Comment 26 Dave Jones 2011-12-21 02:40:00 UTC

try the build at http://koji.fedoraproject.org/koji/buildinfo?buildID=279607

(without any boot parameters, it contains a patch which should make it just do the right thing by default).

Comment 27 Mike Reid 2011-12-21 04:17:45 UTC

OK, booted twice OK on my Lenovo T510. 
Can see a slight pause when it hits the point where it used to hang, as you can see from this dmesg extract:
 
...
[    1.974235] Refined TSC clocksource calibration: 2526.999 MHz.
[    1.974411] Switching to clocksource tsc
[    3.414125] loop: module loaded
... 

And I guess this is part of what was causing the problem: 
...
[    3.625251] IMA: No TPM chip found, activating TPM-bypass!
...

Comment 28 tomi ollila 2011-12-28 19:11:35 UTC

I had the same problem -- boot hang for ... 2 minutes (?) after 
'loading initial ramdisk' and then said something about timeout.

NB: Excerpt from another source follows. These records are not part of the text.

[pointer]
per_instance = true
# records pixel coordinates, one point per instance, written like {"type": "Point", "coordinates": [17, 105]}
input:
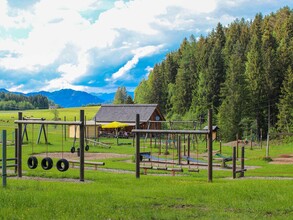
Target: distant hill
{"type": "Point", "coordinates": [109, 97]}
{"type": "Point", "coordinates": [70, 98]}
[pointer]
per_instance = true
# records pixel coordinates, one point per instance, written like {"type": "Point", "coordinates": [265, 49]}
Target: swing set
{"type": "Point", "coordinates": [47, 163]}
{"type": "Point", "coordinates": [166, 162]}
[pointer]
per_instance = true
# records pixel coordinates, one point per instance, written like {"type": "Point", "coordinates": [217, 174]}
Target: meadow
{"type": "Point", "coordinates": [113, 192]}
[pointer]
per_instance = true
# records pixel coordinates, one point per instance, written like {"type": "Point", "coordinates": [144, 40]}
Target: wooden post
{"type": "Point", "coordinates": [137, 141]}
{"type": "Point", "coordinates": [210, 146]}
{"type": "Point", "coordinates": [237, 145]}
{"type": "Point", "coordinates": [65, 129]}
{"type": "Point", "coordinates": [81, 146]}
{"type": "Point", "coordinates": [260, 138]}
{"type": "Point", "coordinates": [184, 146]}
{"type": "Point", "coordinates": [188, 149]}
{"type": "Point", "coordinates": [250, 139]}
{"type": "Point", "coordinates": [242, 161]}
{"type": "Point", "coordinates": [19, 147]}
{"type": "Point", "coordinates": [15, 148]}
{"type": "Point", "coordinates": [179, 149]}
{"type": "Point", "coordinates": [4, 175]}
{"type": "Point", "coordinates": [234, 162]}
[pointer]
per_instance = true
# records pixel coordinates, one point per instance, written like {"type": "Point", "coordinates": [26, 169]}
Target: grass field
{"type": "Point", "coordinates": [114, 193]}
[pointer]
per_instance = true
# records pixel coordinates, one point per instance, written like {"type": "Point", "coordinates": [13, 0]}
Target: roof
{"type": "Point", "coordinates": [215, 128]}
{"type": "Point", "coordinates": [127, 112]}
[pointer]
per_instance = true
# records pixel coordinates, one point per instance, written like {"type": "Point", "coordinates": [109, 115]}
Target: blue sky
{"type": "Point", "coordinates": [98, 45]}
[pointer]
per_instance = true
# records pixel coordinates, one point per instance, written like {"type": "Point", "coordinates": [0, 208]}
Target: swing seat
{"type": "Point", "coordinates": [146, 167]}
{"type": "Point", "coordinates": [175, 169]}
{"type": "Point", "coordinates": [159, 168]}
{"type": "Point", "coordinates": [193, 170]}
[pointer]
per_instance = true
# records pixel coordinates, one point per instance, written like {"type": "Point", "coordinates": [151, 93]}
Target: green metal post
{"type": "Point", "coordinates": [4, 175]}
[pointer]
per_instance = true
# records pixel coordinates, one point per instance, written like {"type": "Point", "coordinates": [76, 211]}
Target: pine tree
{"type": "Point", "coordinates": [285, 106]}
{"type": "Point", "coordinates": [233, 93]}
{"type": "Point", "coordinates": [254, 73]}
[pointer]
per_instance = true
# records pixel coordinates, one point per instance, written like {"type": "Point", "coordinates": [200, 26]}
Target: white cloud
{"type": "Point", "coordinates": [118, 35]}
{"type": "Point", "coordinates": [138, 53]}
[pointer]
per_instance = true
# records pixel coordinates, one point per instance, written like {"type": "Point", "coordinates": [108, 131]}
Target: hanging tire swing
{"type": "Point", "coordinates": [72, 150]}
{"type": "Point", "coordinates": [47, 163]}
{"type": "Point", "coordinates": [32, 162]}
{"type": "Point", "coordinates": [62, 165]}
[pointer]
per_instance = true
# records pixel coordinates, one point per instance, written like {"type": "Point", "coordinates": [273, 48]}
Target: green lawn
{"type": "Point", "coordinates": [267, 191]}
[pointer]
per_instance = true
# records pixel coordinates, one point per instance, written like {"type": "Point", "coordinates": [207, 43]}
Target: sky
{"type": "Point", "coordinates": [97, 46]}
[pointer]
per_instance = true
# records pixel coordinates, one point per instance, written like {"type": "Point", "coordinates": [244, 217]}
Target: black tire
{"type": "Point", "coordinates": [62, 165]}
{"type": "Point", "coordinates": [78, 152]}
{"type": "Point", "coordinates": [32, 162]}
{"type": "Point", "coordinates": [47, 163]}
{"type": "Point", "coordinates": [72, 150]}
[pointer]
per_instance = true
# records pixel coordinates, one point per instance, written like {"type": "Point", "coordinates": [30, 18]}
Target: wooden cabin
{"type": "Point", "coordinates": [124, 113]}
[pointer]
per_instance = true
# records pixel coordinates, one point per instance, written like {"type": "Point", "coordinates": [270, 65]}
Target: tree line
{"type": "Point", "coordinates": [11, 101]}
{"type": "Point", "coordinates": [242, 71]}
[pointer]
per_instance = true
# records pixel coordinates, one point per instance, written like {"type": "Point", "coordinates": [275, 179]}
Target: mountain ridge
{"type": "Point", "coordinates": [66, 97]}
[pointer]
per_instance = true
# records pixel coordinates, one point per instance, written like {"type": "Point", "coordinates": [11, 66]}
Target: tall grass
{"type": "Point", "coordinates": [115, 195]}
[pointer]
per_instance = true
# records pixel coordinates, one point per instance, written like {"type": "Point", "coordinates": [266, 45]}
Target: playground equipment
{"type": "Point", "coordinates": [47, 162]}
{"type": "Point", "coordinates": [234, 159]}
{"type": "Point", "coordinates": [207, 132]}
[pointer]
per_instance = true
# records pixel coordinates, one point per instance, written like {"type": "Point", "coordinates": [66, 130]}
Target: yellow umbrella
{"type": "Point", "coordinates": [115, 124]}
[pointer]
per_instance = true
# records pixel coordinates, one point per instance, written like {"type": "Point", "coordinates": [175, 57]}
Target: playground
{"type": "Point", "coordinates": [264, 191]}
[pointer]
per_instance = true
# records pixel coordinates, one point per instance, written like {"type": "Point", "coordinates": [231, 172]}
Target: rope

Now I yum updated by F16. kernel 3.1.6-1.fc16.x86_64.

Now it stopped for a while (for 1 second (or 2) if what I paste below
is what happened:

...
[    0.994495] tpm_tis 00:0b: 1.2 TPM (device-id 0x0, rev-id 78)
[    1.922197] Refined TSC clocksource calibration: 2393.999 MHz.
[    1.922204] Switching to clocksource tsc
[    3.021751] loop: module loaded
[    3.021836] ahci 0000:00:1f.2: version 3.0
...
[    3.077076] IMA: No TPM chip found, activating TPM-bypass!
...

This is definite improvement (presumed it lasts...) Thanks!

Comment 29 David L. Crow 2012-02-23 22:55:31 UTC

I haven't seen this problem in a while, so as far as I am concerned, this bug can be closed.